Berge Claude, Froloff Nicolas, Kalathur Ravi Kiran Reddy, Maumy Myriam, Poch Olivier, Raffelsberger Wolfgang, Wicker Nicolas
F. Hoffmann-La Roche Ltd., Basel, Switzerland.
J Comput Biol. 2010 May;17(5):723-32. doi: 10.1089/cmb.2009.0126.

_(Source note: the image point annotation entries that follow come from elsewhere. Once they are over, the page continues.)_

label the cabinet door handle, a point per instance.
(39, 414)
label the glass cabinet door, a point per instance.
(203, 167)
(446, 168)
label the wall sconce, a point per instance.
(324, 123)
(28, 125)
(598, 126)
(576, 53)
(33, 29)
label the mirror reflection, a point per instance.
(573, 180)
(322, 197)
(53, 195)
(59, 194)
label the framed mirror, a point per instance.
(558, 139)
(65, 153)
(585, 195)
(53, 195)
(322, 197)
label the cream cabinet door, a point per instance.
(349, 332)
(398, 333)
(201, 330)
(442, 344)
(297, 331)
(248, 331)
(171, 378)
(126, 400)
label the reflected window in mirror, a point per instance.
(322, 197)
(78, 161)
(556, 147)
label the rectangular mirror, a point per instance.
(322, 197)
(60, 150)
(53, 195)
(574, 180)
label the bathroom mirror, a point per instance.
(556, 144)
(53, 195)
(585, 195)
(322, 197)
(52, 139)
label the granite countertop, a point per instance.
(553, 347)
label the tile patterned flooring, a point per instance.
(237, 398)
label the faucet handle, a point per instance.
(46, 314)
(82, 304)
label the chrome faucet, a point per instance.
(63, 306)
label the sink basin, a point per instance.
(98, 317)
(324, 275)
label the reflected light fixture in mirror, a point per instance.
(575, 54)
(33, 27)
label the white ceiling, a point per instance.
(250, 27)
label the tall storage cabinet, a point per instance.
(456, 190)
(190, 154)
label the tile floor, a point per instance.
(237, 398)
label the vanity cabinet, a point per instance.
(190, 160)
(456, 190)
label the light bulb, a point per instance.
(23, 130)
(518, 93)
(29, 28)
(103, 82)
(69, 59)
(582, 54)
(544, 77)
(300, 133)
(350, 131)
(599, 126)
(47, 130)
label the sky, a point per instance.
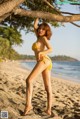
(65, 40)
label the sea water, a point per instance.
(63, 69)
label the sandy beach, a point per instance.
(66, 94)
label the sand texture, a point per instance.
(66, 95)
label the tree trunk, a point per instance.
(8, 6)
(47, 15)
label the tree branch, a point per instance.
(8, 6)
(47, 15)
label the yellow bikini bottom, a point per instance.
(50, 65)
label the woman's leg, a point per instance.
(40, 66)
(47, 83)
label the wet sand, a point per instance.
(66, 95)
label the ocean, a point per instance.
(64, 69)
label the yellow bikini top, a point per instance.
(35, 46)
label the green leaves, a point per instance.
(8, 37)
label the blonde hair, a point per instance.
(47, 29)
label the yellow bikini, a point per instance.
(35, 48)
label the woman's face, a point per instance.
(41, 31)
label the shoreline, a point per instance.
(65, 77)
(65, 94)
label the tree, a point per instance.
(20, 14)
(8, 37)
(24, 9)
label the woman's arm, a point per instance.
(36, 25)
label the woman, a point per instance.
(41, 48)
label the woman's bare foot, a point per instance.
(27, 109)
(48, 112)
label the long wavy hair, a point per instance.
(46, 28)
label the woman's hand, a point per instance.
(40, 55)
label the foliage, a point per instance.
(9, 37)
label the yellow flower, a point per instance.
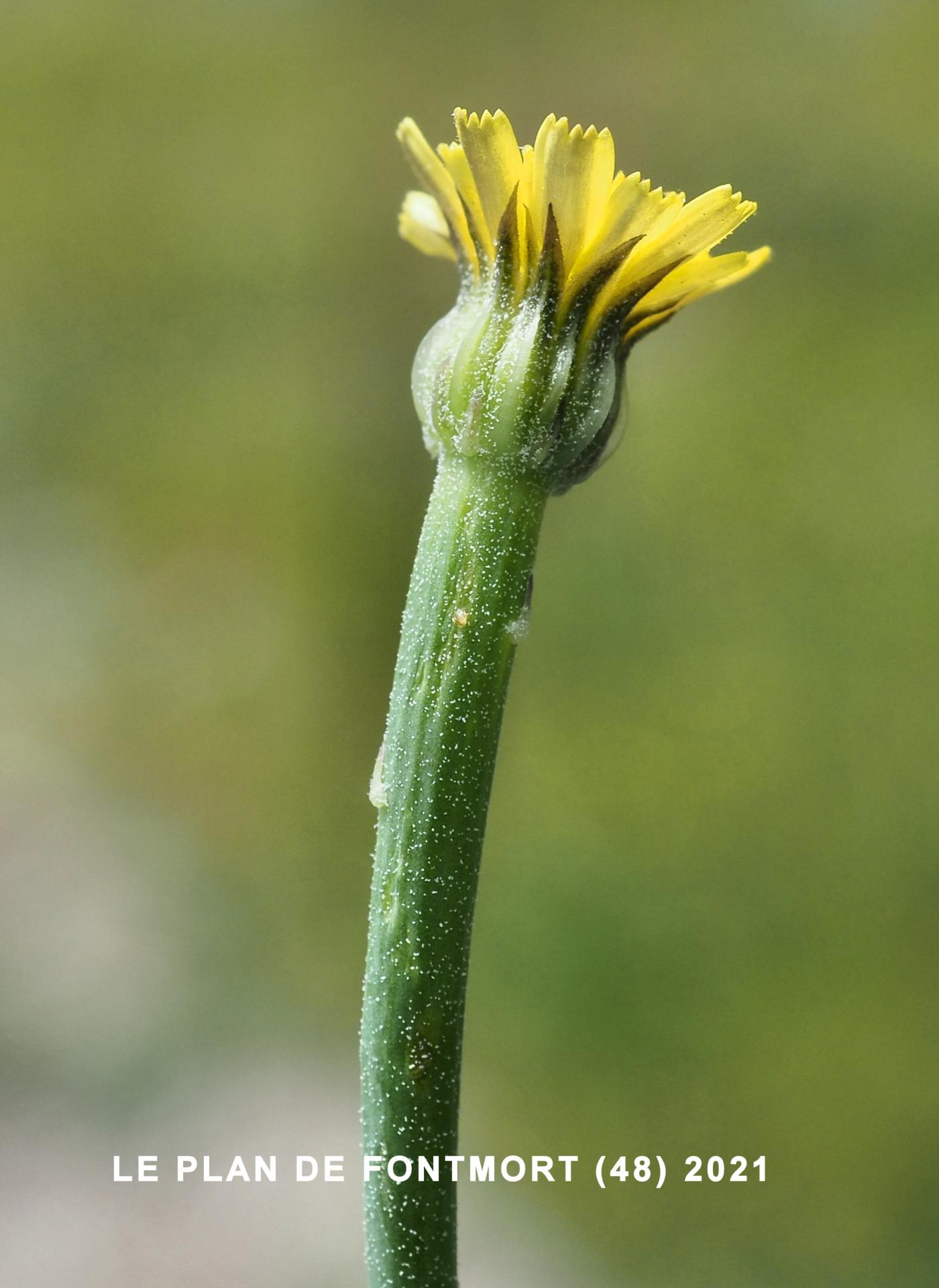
(647, 242)
(565, 263)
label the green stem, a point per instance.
(465, 612)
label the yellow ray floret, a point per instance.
(625, 248)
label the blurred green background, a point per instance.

Large multidimensional data matrices are frequent in biology. However, statistical methods often have difficulties dealing with such matrices because they contain very complex data sets. Consequently variable selection and dimensionality reduction methods are often used to reduce matrix complexity, although at the expense of information conservation. A new method derived from multidimensional scaling (MDS) is presented for the case where two matrices are available to describe the same population. The presented method transforms one of the matrices, called the target matrix, with some constraints to make it fit with the second matrix, referred to as the reference matrix. The fitting to the reference matrix is performed on the distances computed for the two matrices, and the transformation depends on the problem at hand. A special feature of this method is that a variable can be only partially modified. The method is applied on the exclusive-or (XOR) problem and then on a biological application with large-scale gene expression data.
大型多维数据矩阵在生物学中很常见。然而,统计方法在处理此类矩阵时常常遇到困难,因为它们包含非常复杂的数据集。因此,尽管会以信息保留为代价,但变量选择和降维方法经常被用于降低矩阵的复杂性。针对有两个矩阵可用于描述同一总体的情况,提出了一种源自多维缩放(MDS)的新方法。所提出的方法在一些约束条件下对其中一个矩阵(称为目标矩阵)进行变换,使其与第二个矩阵(称为参考矩阵)相匹配。对参考矩阵的拟合是基于为两个矩阵计算的距离进行的,并且变换取决于手头的问题。该方法的一个特殊之处在于一个变量只能被部分修改。该方法首先应用于异或(XOR)问题,然后应用于一个具有大规模基因表达数据的生物学应用中。